Are we using better methods for finding fires? Are we using more modern technologies for communicating on the fireground or at the scene of disasters? Are our communications systems interoperable and are we even speaking the same language?
Are we any closer to a National Mutual Aid Box Alarm System? How about working with the military on domestic disaster issues? Are we getting the typing and credentialing issues resolved?
As much as we have learned about ourselves, our industry, and the environment in which we operate, how much of it has translated into positive change for the good of our service? How much is dependent upon funds that are being eliminated? How much is dependent upon that ill-educated politician? How much of our mission is being sacrificed by the self-serving and the egotistical for their own gains?

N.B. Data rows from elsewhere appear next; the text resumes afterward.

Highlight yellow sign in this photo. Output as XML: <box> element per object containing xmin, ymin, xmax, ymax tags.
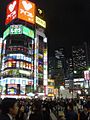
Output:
<box><xmin>36</xmin><ymin>16</ymin><xmax>46</xmax><ymax>28</ymax></box>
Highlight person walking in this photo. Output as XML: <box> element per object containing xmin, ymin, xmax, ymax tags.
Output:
<box><xmin>0</xmin><ymin>98</ymin><xmax>18</xmax><ymax>120</ymax></box>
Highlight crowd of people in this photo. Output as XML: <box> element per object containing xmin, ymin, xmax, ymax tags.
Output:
<box><xmin>0</xmin><ymin>98</ymin><xmax>90</xmax><ymax>120</ymax></box>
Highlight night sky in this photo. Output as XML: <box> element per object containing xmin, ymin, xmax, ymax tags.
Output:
<box><xmin>0</xmin><ymin>0</ymin><xmax>90</xmax><ymax>55</ymax></box>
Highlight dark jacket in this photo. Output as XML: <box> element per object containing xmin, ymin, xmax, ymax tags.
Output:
<box><xmin>65</xmin><ymin>110</ymin><xmax>78</xmax><ymax>120</ymax></box>
<box><xmin>0</xmin><ymin>115</ymin><xmax>10</xmax><ymax>120</ymax></box>
<box><xmin>80</xmin><ymin>112</ymin><xmax>89</xmax><ymax>120</ymax></box>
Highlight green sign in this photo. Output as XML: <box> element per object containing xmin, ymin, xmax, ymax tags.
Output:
<box><xmin>3</xmin><ymin>25</ymin><xmax>34</xmax><ymax>39</ymax></box>
<box><xmin>10</xmin><ymin>25</ymin><xmax>22</xmax><ymax>34</ymax></box>
<box><xmin>3</xmin><ymin>27</ymin><xmax>10</xmax><ymax>39</ymax></box>
<box><xmin>23</xmin><ymin>26</ymin><xmax>34</xmax><ymax>39</ymax></box>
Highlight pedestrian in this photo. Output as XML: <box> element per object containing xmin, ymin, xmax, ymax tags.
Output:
<box><xmin>80</xmin><ymin>105</ymin><xmax>90</xmax><ymax>120</ymax></box>
<box><xmin>65</xmin><ymin>105</ymin><xmax>78</xmax><ymax>120</ymax></box>
<box><xmin>0</xmin><ymin>98</ymin><xmax>18</xmax><ymax>120</ymax></box>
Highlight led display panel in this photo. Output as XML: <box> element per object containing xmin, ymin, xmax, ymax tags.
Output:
<box><xmin>36</xmin><ymin>16</ymin><xmax>46</xmax><ymax>28</ymax></box>
<box><xmin>5</xmin><ymin>0</ymin><xmax>35</xmax><ymax>25</ymax></box>
<box><xmin>3</xmin><ymin>25</ymin><xmax>34</xmax><ymax>39</ymax></box>
<box><xmin>23</xmin><ymin>26</ymin><xmax>34</xmax><ymax>39</ymax></box>
<box><xmin>6</xmin><ymin>84</ymin><xmax>20</xmax><ymax>95</ymax></box>
<box><xmin>3</xmin><ymin>27</ymin><xmax>10</xmax><ymax>39</ymax></box>
<box><xmin>10</xmin><ymin>25</ymin><xmax>22</xmax><ymax>34</ymax></box>
<box><xmin>5</xmin><ymin>0</ymin><xmax>18</xmax><ymax>24</ymax></box>
<box><xmin>18</xmin><ymin>0</ymin><xmax>35</xmax><ymax>24</ymax></box>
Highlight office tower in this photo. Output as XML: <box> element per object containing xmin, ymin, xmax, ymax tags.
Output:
<box><xmin>1</xmin><ymin>0</ymin><xmax>47</xmax><ymax>95</ymax></box>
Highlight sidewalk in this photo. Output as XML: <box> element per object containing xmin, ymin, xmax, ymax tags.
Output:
<box><xmin>50</xmin><ymin>112</ymin><xmax>57</xmax><ymax>120</ymax></box>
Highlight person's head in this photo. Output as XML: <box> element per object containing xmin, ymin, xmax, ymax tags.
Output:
<box><xmin>83</xmin><ymin>105</ymin><xmax>88</xmax><ymax>112</ymax></box>
<box><xmin>67</xmin><ymin>105</ymin><xmax>73</xmax><ymax>111</ymax></box>
<box><xmin>1</xmin><ymin>98</ymin><xmax>18</xmax><ymax>116</ymax></box>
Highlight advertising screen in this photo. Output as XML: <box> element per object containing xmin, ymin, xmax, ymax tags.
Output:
<box><xmin>5</xmin><ymin>0</ymin><xmax>35</xmax><ymax>25</ymax></box>
<box><xmin>23</xmin><ymin>26</ymin><xmax>34</xmax><ymax>39</ymax></box>
<box><xmin>6</xmin><ymin>84</ymin><xmax>20</xmax><ymax>95</ymax></box>
<box><xmin>5</xmin><ymin>0</ymin><xmax>17</xmax><ymax>24</ymax></box>
<box><xmin>3</xmin><ymin>27</ymin><xmax>10</xmax><ymax>39</ymax></box>
<box><xmin>18</xmin><ymin>0</ymin><xmax>35</xmax><ymax>24</ymax></box>
<box><xmin>3</xmin><ymin>25</ymin><xmax>34</xmax><ymax>39</ymax></box>
<box><xmin>10</xmin><ymin>25</ymin><xmax>22</xmax><ymax>34</ymax></box>
<box><xmin>36</xmin><ymin>16</ymin><xmax>46</xmax><ymax>28</ymax></box>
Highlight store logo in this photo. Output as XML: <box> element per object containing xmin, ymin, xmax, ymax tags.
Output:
<box><xmin>22</xmin><ymin>1</ymin><xmax>32</xmax><ymax>11</ymax></box>
<box><xmin>9</xmin><ymin>1</ymin><xmax>16</xmax><ymax>12</ymax></box>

If we can open our eyes in 2009, and we can look past our own needs and look to the greater good, the communities in which we serve and the brotherhood of the fire service, if we can put our egos aside and agree to work together, career and volunteer, rural and urban, North and South, East Coast and West Coast, labor and management, we can achieve greatness. The fire service is as unified as it is finely divided. Until we can put aside our differences to realize that we DO have some common ground, and focus on solving those core issues, we will continue to fight these same battles. What's more, we'll be fighting them generations from now (if we still exist), because we have been fighting them for generations heretofore.
Have we really learned from our experiences? Or are we doomed to repeat the past? I guess 2009 will tell.